Sert anayasa ve AYM tartışmalarının ateşi altında 2024 Yıllı Merkezi Yönetim Bütçe Kanunu Teklifi, Meclis Plan ve Bütçe Komisyonu’na açıklandı.

Bütçe hakkı da anayasa gibi 1215’te imzalanan Magna Carta’ya dayanıyor. O zamanki kralı, yerelin temsilcileri sınırlandırabiliyor. Kralın vergi elde etme ve harcama yetkileri, derebeylerinden oluşan bir meclisin onayına bağlı hale getiriliyor.

Maddelerden biri şöyle: “Yasalar dışında hiçbir vergi, yüksek rütbeli kilise adamları ile feodal beylerden oluşan bir kurula danışılmadan haciz yoluyla ya da zorla toplanamaz.”

Bizde ise bütçe hakkı ilk olarak Birinci Meşrutiyet ile gündeme geliyor ve İkinci Meşrutiyet dönemindeki Muhasebe-i Umumiye Kanunu ile yürürlüğe giriyor.

2017 yılından itibaren geçerli olan Cumhurbaşkanlığı hükümet sisteminden beri bütçeyi parlamenter işleyişin kademeleri hazırlamıyor ve teklif etmiyor. Onun yerine bu işi yapan artık Saray çevresindeki dar bir ekip. Onların hazırladığı bütçeyi cumhurbaşkanı Meclis’e sunmuş gibi oluyor.

Meclis onay vermese “geçici bütçe kanunu” çıkarma kaçış yolu var. O da olmaz ve yeni bütçe kanunu çıkarılamazsa ne yapar hükümet? Eski bütçedeki rakamları yeniden değerleme oranına göre yükselterek devam edebilir.

Buyurun size 2023 yılındaki demokrasi düzeyimiz.

Niyet neydi, akıbet ne oldu durumundayız.

Halkın öz örgütlerinin, sendikaların, derneklerin, meslek odalarının üzerinde söz, yetki ve karar hakkını kullanamadığı bir bütçe ortaya çıkarılıyor her seferinde.

2024 yılı bütçesindeki vergi geliri yaklaşık 8 trilyon 335 milyar lira. Doğrudan vergiler, çalışanlardan alınan gelir vergisinin yanı sıra şirket ve banka kârlarından alınacak kurumlar vergisinden oluşuyor. Bu toplam vergi miktarında yüzde 31’e karşılık geliyor. Geri kalan ne kadar mal ve hizmet varsa onların üzerinden KDV-ÖTV olarak alınacak dolaylı vergiler ise yüzde 69’a varıyor.

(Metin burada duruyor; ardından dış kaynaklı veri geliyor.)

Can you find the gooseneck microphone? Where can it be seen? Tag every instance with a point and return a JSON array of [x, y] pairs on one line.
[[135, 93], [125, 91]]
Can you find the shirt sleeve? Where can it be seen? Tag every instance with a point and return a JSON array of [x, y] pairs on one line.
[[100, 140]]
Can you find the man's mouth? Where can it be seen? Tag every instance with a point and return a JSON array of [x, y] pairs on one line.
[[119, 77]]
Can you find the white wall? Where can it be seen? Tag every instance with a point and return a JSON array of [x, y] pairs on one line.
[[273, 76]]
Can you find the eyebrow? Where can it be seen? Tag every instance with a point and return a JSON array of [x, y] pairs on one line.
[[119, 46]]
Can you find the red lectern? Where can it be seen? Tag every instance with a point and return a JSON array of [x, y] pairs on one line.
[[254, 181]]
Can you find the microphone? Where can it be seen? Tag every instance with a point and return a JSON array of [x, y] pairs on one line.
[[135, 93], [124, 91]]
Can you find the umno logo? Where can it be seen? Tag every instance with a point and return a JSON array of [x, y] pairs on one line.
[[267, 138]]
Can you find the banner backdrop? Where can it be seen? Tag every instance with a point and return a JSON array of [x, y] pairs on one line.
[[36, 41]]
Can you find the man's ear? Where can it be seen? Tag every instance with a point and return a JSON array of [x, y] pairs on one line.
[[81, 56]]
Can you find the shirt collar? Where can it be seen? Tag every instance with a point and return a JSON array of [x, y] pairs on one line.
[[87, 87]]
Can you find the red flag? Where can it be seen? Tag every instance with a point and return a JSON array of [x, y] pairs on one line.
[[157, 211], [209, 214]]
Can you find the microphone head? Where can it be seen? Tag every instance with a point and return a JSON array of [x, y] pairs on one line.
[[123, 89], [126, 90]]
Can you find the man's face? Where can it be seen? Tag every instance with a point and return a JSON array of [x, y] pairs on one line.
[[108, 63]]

Bu dolaylı vergileri büyük yoksulluk yaşayan halk kitleleri veriyor. Ülkedeki patronlar kâr elde ederken doğrudan vergilendirilemediği için iş emekçilerin her kademede dolaylı olarak vergilendirilmesine kalıyor. Asıl vergiyi ekmek alan, süt alan, akaryakıt alan, doğalgaz alan, bebek bezi alan halk ödüyor.

Patronlar üretim yaparken değil, halk tüketirken vergilendirme.

Emekçiler hem ücretleri üzerinden vergi veriyor hem de dolaylı vergiler üzerinden. Çok keskin bir makasa girmiş durumdalar.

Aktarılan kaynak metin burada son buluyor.